BEŞİNCİ BÖLÜM AMPİRİK ANALİZ: BORSA İSTANBUL-GIDA ÜRETİM ENDEKSİ (XGIDA)

Çalışmanın bu bölümünde araştırmanın bulguları raporlanmıştır. Bulgular, bir önceki bölümde açıklanan metodoloji kullanılarak elde edilmiştir.

Bölüm içinde ilk öncelikle Borsa İstanbul ve Borsa İstanbul’da işlem görmekte olan gıda üreticisi firmalar hakkında genel bilgi verilmiştir. Daha sonra elde edilen bulgulara ve açıklamalarına yer verilmiş, en son olarak da araştırmada varılan sonuçlar sunulmuştur.

5.1. BORSA İSTANBUL (BİST)

Borsa İstanbul (BIST), elektronik ortamda tam otomatik olarak hisse senedi ve borçlanma araçlarının işlem gördüğü ulusal bir borsadır. 1985 yılında İstanbul Menkul Kıymetler Borsası (İMKB) adı ile kurulan BİST, 1986 yılında faaliyete geçmiştir.

Borsa endeksi BİST-100 (diğer adı ile İMKB-100) ise 1987 yılında günlük ve haftalık olarak yayınlanmaya başlamış; 1994 yılında da tam otomatik elektronik alım-satım sistemine geçmiştir.

Altı yıl sonra hisse senedi borsalarında global ölçekte yaşanan şirketleşme dalgasının da etkisiyle BİST, Azerbaycan’da faaliyet gösteren Bakü Menkul Kıymetler Borsası’nın %27,4’ünü ve Kırgızistan’da faaliyet gösteren Kırgız Menkul Kıymetler Borsası’nın %5,26’sını satın almıştır.

İzleyen yıllarda genelde güçlü bir büyüme gösteren BİST, 2008 yılında yaşanan global krizin etkisiyle sarsılmış; 2007 yılı sonunda 288 milyar Dolar olan pazar kapitalizasyonu yarıdan fazla düşüş göstererek 118 milyar Dolar’a gerilemiştir. Aynı dönemde İMKB-100 (BİST-100) Endeksi de yarıdan fazla değer kaybederek 2007 yılındaki 55,538 puanlık düzeyinden 26,864 puan düzeyine inmiştir.

2008 sonu itibariyle İMKB’de 317 kayıtlı Türk işletmesi ve dokuz borsa yatırım fonu işlem görmekteydi.

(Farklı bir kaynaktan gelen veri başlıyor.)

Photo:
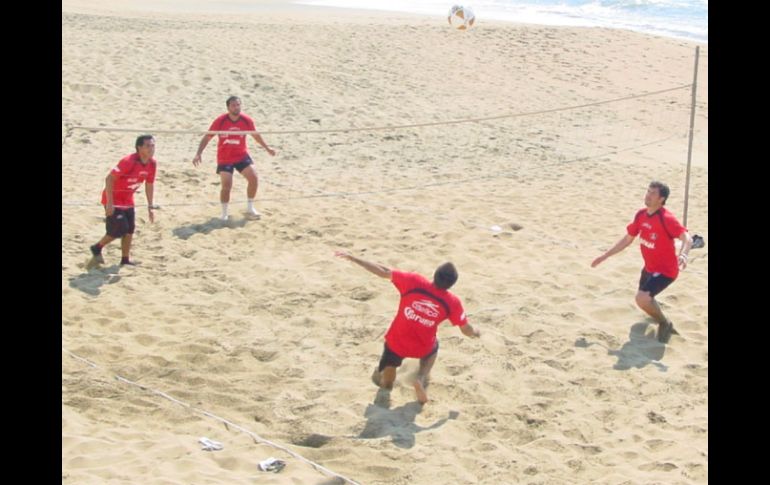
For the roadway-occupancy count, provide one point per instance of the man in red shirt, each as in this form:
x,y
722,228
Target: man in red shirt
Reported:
x,y
657,228
412,334
232,154
118,198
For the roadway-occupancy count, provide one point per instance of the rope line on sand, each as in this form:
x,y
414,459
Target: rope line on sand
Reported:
x,y
254,436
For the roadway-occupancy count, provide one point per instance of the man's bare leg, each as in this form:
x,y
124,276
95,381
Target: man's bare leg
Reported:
x,y
423,375
651,307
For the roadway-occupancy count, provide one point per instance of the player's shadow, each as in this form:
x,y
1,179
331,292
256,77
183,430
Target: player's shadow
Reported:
x,y
213,224
91,281
641,349
398,423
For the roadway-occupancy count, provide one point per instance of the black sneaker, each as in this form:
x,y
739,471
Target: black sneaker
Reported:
x,y
96,256
664,332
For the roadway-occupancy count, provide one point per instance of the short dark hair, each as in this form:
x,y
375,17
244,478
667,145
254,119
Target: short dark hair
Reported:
x,y
445,276
663,189
141,139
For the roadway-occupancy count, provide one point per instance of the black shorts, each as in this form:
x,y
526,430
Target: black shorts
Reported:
x,y
391,359
121,222
238,166
653,283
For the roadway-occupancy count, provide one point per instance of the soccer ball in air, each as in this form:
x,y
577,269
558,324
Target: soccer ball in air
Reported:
x,y
460,17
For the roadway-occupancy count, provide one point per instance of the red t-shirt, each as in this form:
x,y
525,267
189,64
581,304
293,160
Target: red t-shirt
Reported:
x,y
422,308
232,148
129,175
657,240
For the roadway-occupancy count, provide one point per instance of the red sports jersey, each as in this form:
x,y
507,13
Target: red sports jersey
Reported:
x,y
422,308
232,148
129,175
657,232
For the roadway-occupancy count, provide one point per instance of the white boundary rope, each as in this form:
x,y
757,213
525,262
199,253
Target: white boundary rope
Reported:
x,y
226,422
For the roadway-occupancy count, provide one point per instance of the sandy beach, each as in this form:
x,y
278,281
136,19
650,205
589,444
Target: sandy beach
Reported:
x,y
460,147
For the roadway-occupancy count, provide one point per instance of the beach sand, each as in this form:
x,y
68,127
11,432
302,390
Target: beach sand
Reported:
x,y
259,324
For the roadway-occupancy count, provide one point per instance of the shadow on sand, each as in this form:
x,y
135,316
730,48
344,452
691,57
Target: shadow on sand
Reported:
x,y
640,350
398,423
213,224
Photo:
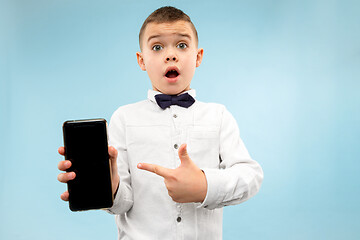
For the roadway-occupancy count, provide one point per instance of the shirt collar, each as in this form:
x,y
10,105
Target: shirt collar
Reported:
x,y
153,93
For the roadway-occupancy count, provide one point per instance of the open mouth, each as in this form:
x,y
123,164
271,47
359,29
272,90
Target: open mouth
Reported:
x,y
172,74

2009 yılının Ekim ayında BİST ve Atina Menkul Kıymetler Borsası (Athex), birbirlerine bağlandıklarının bir göstergesi olarak Yunanistan-Türkiye 30 Endeksi’ni (GT-30) Endeksi’ni resmen yayınlamaya başlamışlardır. GT-30, iki ülkede de en yüksek pazar kapitalizasyonuna sahip 15 firmayı kapsayan, Türk Lirası ve Euro cinsinden hesaplanan STOXX’a göre uyarlanmış bir endekstir. Bu endeksin geliştirilmesi ve yayınlanmaya başlaması, iki borsa arasında yapılan uzun süreli bir işbirliğinin sonucu olmuştur.

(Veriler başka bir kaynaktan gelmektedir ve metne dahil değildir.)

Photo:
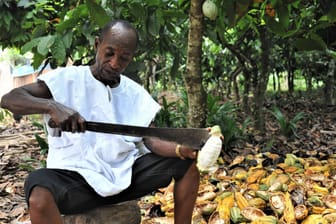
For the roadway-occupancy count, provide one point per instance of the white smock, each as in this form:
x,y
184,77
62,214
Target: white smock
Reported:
x,y
104,160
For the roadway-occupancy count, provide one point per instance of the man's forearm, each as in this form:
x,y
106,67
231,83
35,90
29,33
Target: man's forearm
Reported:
x,y
18,101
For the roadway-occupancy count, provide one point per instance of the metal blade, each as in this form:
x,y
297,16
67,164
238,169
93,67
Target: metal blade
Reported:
x,y
192,137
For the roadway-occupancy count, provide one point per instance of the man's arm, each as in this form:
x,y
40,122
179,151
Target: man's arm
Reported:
x,y
36,98
169,149
29,99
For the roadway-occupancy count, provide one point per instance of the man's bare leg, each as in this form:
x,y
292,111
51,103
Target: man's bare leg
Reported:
x,y
185,194
42,207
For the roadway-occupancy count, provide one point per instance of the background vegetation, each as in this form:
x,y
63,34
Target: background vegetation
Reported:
x,y
247,50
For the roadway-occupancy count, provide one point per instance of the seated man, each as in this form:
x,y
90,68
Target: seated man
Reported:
x,y
88,169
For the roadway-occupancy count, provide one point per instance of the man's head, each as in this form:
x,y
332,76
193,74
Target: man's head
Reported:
x,y
115,48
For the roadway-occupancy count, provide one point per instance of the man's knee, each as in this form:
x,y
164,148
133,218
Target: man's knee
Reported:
x,y
40,198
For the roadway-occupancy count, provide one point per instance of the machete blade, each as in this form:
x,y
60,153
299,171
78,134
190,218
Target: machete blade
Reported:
x,y
192,137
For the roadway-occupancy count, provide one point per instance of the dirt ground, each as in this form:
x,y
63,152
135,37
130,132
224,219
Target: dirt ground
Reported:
x,y
20,153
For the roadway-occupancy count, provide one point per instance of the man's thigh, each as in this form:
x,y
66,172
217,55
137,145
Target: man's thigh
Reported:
x,y
73,194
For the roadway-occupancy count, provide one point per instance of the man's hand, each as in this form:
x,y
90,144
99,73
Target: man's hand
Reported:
x,y
187,152
65,118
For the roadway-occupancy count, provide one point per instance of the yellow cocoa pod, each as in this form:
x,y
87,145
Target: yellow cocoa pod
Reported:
x,y
315,219
268,219
236,216
289,214
224,208
241,201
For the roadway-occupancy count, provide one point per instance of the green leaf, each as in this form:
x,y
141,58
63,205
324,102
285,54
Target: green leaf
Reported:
x,y
283,16
30,45
309,44
45,44
72,18
58,50
332,14
137,10
152,25
275,26
37,60
67,39
97,13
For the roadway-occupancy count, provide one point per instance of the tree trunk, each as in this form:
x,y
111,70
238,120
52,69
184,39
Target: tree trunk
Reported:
x,y
330,82
261,81
193,76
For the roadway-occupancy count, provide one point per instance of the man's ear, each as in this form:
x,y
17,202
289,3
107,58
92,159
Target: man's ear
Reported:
x,y
96,44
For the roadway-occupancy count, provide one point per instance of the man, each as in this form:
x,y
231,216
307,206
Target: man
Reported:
x,y
88,169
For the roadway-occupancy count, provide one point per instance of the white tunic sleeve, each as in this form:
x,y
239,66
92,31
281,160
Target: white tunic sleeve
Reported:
x,y
104,160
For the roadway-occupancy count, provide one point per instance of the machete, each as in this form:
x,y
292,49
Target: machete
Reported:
x,y
192,137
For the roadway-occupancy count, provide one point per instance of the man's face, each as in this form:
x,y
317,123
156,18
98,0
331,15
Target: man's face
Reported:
x,y
114,53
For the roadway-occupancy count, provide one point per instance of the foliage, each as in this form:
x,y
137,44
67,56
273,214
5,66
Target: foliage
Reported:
x,y
58,31
169,115
287,126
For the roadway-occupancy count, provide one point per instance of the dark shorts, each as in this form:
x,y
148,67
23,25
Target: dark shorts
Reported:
x,y
74,195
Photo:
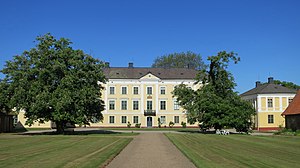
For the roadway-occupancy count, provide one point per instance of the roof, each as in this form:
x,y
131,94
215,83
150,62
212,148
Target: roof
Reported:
x,y
294,107
137,73
268,88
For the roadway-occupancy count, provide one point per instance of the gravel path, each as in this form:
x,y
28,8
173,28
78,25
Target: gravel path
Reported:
x,y
150,150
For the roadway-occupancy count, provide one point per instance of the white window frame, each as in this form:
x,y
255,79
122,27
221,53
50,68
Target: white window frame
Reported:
x,y
114,90
148,87
122,104
175,120
138,105
133,121
126,90
163,88
165,105
138,90
114,103
125,120
110,120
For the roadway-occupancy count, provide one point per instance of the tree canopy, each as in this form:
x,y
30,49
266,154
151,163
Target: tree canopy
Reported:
x,y
179,60
215,104
54,82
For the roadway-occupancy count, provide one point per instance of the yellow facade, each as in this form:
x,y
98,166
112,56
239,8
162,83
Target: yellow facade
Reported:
x,y
269,108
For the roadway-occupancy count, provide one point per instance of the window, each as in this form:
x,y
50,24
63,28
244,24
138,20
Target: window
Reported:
x,y
270,119
135,119
111,90
124,119
163,90
270,102
135,90
111,105
124,105
176,105
111,119
176,119
135,105
149,105
124,90
163,119
290,100
163,105
149,90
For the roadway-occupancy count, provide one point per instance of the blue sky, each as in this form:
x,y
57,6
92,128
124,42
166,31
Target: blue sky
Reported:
x,y
264,33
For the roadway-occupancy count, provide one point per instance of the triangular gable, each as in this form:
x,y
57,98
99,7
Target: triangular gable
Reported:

2009 yılının Aralık ayı itibariyle BİST daha önceki yıl yaşadığı kayıpların bir kısmını telafi etmiş, BİST-100, 31,600 puan düzeyine ulaşmıştır. Getiri oranı, aynı yılın Nisan ayındaki %17.22’lik düzeyinden %22’ye yükselmiştir. 2011 yılının Kasım ayında, Türkiye’nin iki büyük borsası olan İMKB ve Vadeli İşlemler ve Opsiyon Borsası’nın (VOB) birleştirilme planı resmen açıklanmış, ilgili süreç başlatılmıştır.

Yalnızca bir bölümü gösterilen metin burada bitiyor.